Compute Need to Know
Login Nodes
Node names: ahl0[1-4] e.g., ahl01
Login nodes are the ‘front door’ into compute resources. They are intended for
Creating a new remote connection to MSI systems
Performing data transfer from a local machine using SFTP, scp or other supported data transfer protocol
Navigating file system such as interacting with Tier 1 and Tier 2 storage
Interfacing with the Slurm scheduler such as submitting jobs and checking their status
They are not intended for
Heavy compute - Processes that exceed the threshold will have their process killed after 15 minutes automatically
Installation of ‘large’ packages - some package installations rely on temp disk; users are advised to create an interactive session using srun and request temp disk using the
--temp <amount>GB
Compute Nodes
Node names include, but are not limited to: acn*, aga*, cn*, n*
Compute resources are available to all users by default. Our Partitions page has information on the names of the partitions and the per partition limitation such as max number of nodes per job, max walltime and max number of jobs per user.
Maintenance Periods
At MSI there are monthly planned maintenance days wherein operations staff will apply systems changes and planned updates. The maintenance period (M-day) typically takes place the first Wednesday of the month starting at 5 AM and ending at around 5PM the same day. Information on the upcoming maintenance day is available on our Status Page
User communications are sent out ahead of the maintenance period with information on any user facing changes.
2026 Maintenance Days
01/07/26 January
02/04/26 February
03/04/26 March
04/01/26 April
05/06/26 May
06/03/26 June
07/01/26 July
08/05/26 August
09/02/26 September
10/07/26 October
11/04/26 November
12/02/26 December
01/06/27 January
Leading up to M-Day:
As mentioned above, the maintenance window starts at 5am, this means that jobs that request a walltime that would run past the start of the window will be held in queue with a reason similar to ‘Reserved for maintenance…’.

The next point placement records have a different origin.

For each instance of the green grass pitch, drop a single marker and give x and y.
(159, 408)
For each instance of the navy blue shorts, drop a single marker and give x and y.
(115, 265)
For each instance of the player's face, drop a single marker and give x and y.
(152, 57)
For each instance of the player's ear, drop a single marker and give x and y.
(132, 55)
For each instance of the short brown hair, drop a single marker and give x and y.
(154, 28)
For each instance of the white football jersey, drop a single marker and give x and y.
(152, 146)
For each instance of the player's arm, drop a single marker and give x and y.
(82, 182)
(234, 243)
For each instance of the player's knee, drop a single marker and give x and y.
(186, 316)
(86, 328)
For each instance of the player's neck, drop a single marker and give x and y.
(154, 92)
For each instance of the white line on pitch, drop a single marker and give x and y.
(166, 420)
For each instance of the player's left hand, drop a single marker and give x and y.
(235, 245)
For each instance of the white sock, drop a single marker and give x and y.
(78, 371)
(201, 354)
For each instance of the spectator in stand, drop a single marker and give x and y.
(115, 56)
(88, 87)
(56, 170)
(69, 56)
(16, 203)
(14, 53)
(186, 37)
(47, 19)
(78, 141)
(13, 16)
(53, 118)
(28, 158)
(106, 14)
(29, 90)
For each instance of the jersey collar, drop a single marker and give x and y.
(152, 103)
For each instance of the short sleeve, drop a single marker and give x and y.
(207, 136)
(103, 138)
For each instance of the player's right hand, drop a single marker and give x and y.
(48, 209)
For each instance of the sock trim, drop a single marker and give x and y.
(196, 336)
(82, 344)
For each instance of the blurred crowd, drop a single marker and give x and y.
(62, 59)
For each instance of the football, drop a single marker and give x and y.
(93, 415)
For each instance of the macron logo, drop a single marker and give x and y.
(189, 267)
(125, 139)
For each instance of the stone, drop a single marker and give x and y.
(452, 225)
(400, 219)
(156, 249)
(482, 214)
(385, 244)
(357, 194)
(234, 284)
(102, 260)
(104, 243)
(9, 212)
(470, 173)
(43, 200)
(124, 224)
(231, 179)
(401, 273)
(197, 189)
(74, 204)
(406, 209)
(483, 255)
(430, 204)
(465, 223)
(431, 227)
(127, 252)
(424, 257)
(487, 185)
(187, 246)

Jobs may be resubmitted with a shorter walltime in order to become eligible to run.
The remaining hours before the next M-Day can be determined with this command template. Enter this into any remote shell on MSI.
bc <<< "($(date -d '<date of next maintenance> 05:00' +%s) - $(date +%s)) / 3600"
-- Example
14:06:51 [vega0051@ahl02 ~ ]$ bc <<< "($(date -d '2026-05-06 05:00' +%s) - $(date +%s)) / 3600"
278
During Maintenance Day :
The job scheduler is suspended, no jobs will run.
This suspension also applies to private partitions.
New jobs may be submitted but will similarly be held until the scheduler is resumed after the maintenance period is complete.
User Resource Limits
Agate is a shared compute environment with limits per compute resource, user, and groups. These are the current user limits to consider when expanding a workflow.
Per user job limits |
Max Jobs |
|---|---|
All Partitions |
5000 |
interactive |
1 |
interactive-gpu |
1 |
There are also limits to the number of individual jobs that can be placed into the queue. A user may submit within the rate specified below. If the limit is met, users will need to wait for a cool down period before being able to place additional jobs.
While job arrays have a high index limit, job steps are still limited by the max number of jobs per hour.
Max Values |
Count |
|---|---|
Jobs per Hour |
5000 |
Job Array index |
100,001 |
Compute Resource Limits
The Agate cluster is divided up into individual partitions that have a set of compute resources associated. Information on the existing partitions can be found on our Partitions page.
Handling Hardware Issues
Occasionally, compute resources may encounter issues that would prevent them from being able to perform as expected. To address this our operations staff have a Node Health Check (NHC) process that is executed on each node. This process is executed in a 15 minute interval to review the nodes vitals. Should a node fail to pass the NHC, it is automatically marked as ‘DRAIN’ and scheduled for reboot.
During this drain state, existing job will continue running and the scheduler will avoid placing new jobs on the node until after the node returns to service.